My saving grace was Andrew coming home from work, happy to see me. That and knowing that I was growing a baby inside me who would some day keep me busy and keep me company. I don't know that I ever got very good at being alone, but I tried. By the end of our time in that house I had decorated most of the rooms, established budget/grocery shopping/meal routines, prepped for the baby, taken some college music classes, and mostly maintained my sanity. I wasted hours and hours of time, but I taught myself how to function without the safety of a tightly-packed schedule, and it was psychologically so much harder than the craze of college life ever was.
Now I'm five months into a 6-8 month deployment. That's 142 days of no Andrew coming home at night, and yes, I have cried a lot of those nights...I'm also pregnant again, so I blame at least 50% of my breakdowns on hormones. I'm growing a baby, give me a break! I have learned how to establish a routine, to reach out to others and make sure I get the people time I need throughout the week, and most importantly, thank God for family. God graciously gave me the tools I needed to make it through this deployment. I live in a basement apartment, below extended family, I am 15 minutes away from my parents' house, and I now have a hilarious, interactive one year old to keep me busy and entertained. Nevertheless, I have struggled hard through these months, mostly in the evenings when I realize that I don't have someone coming home to share my day and bed with.

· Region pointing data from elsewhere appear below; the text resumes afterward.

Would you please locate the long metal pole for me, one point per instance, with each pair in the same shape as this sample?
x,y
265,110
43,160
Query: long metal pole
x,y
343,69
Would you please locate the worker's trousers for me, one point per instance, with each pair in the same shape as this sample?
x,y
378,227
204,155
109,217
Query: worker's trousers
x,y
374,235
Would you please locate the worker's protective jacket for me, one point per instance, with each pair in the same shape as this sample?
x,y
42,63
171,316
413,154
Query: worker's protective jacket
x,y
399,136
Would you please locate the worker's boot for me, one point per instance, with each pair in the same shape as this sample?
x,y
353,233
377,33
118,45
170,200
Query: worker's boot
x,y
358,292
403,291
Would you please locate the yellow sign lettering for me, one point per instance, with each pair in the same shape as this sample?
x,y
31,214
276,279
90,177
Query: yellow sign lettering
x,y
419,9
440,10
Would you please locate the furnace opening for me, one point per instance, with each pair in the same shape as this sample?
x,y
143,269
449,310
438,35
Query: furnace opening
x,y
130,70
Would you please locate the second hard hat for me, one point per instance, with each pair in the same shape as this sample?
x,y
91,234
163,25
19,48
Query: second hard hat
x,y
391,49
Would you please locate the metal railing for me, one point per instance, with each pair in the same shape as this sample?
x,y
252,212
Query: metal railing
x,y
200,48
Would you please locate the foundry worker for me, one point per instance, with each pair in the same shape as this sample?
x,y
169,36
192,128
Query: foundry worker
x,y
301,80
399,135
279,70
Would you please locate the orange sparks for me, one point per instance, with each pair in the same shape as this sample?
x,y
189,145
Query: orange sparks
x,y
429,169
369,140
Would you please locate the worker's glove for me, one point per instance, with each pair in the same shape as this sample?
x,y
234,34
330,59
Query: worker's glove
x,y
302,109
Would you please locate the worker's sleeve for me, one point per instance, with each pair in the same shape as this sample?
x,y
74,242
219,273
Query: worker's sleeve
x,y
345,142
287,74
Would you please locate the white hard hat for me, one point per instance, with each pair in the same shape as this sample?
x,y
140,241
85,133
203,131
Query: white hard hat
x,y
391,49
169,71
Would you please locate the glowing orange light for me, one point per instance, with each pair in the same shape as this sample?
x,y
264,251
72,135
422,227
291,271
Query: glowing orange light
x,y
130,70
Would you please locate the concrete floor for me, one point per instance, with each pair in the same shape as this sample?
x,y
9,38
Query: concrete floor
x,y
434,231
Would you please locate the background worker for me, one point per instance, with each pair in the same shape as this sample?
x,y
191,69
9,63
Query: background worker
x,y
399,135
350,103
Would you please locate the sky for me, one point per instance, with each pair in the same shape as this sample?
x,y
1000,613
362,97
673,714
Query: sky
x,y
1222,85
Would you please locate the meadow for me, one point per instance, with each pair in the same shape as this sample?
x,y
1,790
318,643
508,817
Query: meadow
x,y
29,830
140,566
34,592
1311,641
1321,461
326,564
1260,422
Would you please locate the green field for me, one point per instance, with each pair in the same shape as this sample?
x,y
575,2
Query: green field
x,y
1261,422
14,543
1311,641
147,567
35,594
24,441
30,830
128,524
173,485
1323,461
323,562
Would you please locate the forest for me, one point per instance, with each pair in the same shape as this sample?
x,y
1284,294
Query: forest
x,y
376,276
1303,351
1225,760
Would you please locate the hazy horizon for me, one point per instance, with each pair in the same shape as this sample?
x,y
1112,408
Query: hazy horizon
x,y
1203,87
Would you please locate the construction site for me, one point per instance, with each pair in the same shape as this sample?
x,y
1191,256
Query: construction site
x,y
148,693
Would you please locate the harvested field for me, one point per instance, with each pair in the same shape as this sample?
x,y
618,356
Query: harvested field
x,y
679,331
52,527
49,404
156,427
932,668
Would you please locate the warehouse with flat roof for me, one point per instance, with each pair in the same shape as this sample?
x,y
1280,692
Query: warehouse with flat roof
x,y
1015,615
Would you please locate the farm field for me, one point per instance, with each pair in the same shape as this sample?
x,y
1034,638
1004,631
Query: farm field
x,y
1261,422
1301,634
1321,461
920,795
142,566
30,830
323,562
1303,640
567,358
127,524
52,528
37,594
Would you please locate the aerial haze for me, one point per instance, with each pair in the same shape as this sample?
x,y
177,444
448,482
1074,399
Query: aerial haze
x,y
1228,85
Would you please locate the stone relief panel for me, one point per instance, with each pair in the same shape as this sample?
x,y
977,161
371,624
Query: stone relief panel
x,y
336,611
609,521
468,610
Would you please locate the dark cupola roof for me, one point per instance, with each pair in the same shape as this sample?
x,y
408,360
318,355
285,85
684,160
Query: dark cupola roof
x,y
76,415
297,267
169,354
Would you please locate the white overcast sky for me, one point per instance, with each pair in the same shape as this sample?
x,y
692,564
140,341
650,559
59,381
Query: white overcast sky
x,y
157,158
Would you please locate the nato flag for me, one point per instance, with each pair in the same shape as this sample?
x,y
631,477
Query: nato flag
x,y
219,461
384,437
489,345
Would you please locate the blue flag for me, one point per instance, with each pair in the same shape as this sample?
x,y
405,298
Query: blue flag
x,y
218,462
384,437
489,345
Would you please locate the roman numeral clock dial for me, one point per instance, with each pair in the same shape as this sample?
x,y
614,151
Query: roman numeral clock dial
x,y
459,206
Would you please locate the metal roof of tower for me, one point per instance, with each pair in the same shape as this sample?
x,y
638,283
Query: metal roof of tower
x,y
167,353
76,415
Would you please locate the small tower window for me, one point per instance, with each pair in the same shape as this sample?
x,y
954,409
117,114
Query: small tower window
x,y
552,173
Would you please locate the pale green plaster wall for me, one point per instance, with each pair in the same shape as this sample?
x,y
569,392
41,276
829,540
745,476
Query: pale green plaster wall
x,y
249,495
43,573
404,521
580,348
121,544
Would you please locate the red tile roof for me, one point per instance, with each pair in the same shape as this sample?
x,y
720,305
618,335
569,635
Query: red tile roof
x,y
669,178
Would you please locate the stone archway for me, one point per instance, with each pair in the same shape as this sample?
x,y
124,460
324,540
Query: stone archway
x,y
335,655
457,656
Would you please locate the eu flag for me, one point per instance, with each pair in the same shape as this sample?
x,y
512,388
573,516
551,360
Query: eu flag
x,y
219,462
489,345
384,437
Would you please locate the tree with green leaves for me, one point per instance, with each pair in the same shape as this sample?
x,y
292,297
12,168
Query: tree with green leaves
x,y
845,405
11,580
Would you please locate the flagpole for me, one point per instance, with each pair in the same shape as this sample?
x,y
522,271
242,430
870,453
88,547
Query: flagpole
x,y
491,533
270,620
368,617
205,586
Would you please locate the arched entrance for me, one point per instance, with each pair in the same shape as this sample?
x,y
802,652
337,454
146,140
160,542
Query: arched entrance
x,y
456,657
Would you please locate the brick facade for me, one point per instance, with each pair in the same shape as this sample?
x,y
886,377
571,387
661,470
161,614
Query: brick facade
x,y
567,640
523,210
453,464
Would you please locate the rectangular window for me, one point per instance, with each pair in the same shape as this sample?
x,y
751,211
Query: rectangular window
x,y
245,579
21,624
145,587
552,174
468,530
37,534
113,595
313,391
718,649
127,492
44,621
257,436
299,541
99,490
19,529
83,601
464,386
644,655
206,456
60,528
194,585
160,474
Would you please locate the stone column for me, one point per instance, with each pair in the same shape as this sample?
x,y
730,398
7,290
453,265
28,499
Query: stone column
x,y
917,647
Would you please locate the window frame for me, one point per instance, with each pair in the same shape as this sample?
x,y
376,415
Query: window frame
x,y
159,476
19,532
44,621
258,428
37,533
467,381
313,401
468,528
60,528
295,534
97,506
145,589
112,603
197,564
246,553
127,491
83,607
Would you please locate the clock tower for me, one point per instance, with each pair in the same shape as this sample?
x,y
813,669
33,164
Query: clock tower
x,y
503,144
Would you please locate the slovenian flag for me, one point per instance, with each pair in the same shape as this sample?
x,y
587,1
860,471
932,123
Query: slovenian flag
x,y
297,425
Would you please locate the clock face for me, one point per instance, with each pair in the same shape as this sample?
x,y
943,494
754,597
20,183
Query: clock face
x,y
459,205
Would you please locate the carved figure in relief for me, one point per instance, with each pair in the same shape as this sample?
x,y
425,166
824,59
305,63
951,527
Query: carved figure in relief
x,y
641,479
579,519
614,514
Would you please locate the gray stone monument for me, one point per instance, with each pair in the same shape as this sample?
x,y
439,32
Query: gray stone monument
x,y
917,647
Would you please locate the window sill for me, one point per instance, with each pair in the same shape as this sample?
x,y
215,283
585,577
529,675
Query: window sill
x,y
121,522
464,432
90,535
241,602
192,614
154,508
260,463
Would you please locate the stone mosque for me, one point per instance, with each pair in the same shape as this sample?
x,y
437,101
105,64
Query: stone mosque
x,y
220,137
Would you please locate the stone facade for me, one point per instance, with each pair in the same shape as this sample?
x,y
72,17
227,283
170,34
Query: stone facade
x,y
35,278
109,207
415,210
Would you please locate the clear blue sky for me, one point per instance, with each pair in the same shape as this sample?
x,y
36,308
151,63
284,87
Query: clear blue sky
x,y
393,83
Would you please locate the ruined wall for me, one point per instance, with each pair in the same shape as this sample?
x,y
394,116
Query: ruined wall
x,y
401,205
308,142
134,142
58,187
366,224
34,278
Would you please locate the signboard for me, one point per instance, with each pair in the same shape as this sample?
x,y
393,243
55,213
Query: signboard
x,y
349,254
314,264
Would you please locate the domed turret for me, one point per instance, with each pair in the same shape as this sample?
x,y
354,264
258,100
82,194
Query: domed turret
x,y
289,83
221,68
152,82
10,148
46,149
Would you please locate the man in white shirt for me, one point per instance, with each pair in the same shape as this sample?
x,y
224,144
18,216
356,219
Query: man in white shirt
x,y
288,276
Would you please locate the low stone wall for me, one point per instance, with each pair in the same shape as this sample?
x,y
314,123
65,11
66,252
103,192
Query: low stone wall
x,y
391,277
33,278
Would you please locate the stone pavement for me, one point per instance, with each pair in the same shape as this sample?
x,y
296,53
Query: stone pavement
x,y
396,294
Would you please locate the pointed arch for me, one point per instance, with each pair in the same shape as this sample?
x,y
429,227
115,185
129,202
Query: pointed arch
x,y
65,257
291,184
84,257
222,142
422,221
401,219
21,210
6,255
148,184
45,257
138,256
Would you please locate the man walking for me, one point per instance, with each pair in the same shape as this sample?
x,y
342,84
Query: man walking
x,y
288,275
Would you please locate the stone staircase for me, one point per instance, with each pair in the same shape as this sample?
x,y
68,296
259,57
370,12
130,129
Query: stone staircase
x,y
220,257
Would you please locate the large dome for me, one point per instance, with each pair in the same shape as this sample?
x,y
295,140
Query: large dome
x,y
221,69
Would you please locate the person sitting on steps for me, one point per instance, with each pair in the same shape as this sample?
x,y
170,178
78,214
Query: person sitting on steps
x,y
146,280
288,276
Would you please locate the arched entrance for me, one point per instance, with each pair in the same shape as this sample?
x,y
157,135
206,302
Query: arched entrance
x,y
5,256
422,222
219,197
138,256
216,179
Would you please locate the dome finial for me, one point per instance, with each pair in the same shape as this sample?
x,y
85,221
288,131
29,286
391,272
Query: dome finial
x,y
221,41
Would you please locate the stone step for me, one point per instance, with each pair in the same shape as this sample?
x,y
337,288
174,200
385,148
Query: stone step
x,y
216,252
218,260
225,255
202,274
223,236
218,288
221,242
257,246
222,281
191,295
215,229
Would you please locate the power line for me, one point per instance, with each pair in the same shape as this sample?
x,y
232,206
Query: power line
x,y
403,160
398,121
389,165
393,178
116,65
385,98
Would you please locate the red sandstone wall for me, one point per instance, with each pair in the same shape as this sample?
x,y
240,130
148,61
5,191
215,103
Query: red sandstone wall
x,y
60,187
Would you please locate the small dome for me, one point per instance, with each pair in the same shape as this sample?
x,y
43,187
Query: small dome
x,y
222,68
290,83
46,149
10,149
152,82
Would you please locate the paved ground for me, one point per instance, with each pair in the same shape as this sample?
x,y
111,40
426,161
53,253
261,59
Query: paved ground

"So you're alone," you say, "But it can't be quite hell, what about the bugs?"
Did you not read that I live in a basement?
Haha ok, that's enough of my 3am humor.
One lesson I learned in college was the value of self-knowledge, and I think that's partly why I find personality tests and analyzing my temperament so interesting.While discussing these tonight, my brother-in-law informed me that the Myer's-Briggs test was devised partly to enable us to understand the weaknesses in our character in order to become more well-rounded. It suddenly hit me that my most pronounced characteristic, my extroverted-people-needingness would be the hardest for me to change and overcome. I then had an "aha" moment when it became clear that God has already been working on that these past two years and that I can see the real fruit of this time spent learning to be alone. I still hate it, I'm still not good at it, but I have done it. I have overcome some of the fear of it, and I have learned the skill of accomplishing daily tasks while out of my comfort zone. I don't know what this means for my future, but I am happy that even just by living everyday life I am growing, expanding my horizons, and drawing closer to reaching my potential as a human being.
I'm also happy that this time apart from my Andrew is nearly over. I'm sure there will be other challenges up ahead, but hopefully we can face them together, which of course, will be an adventure in itself.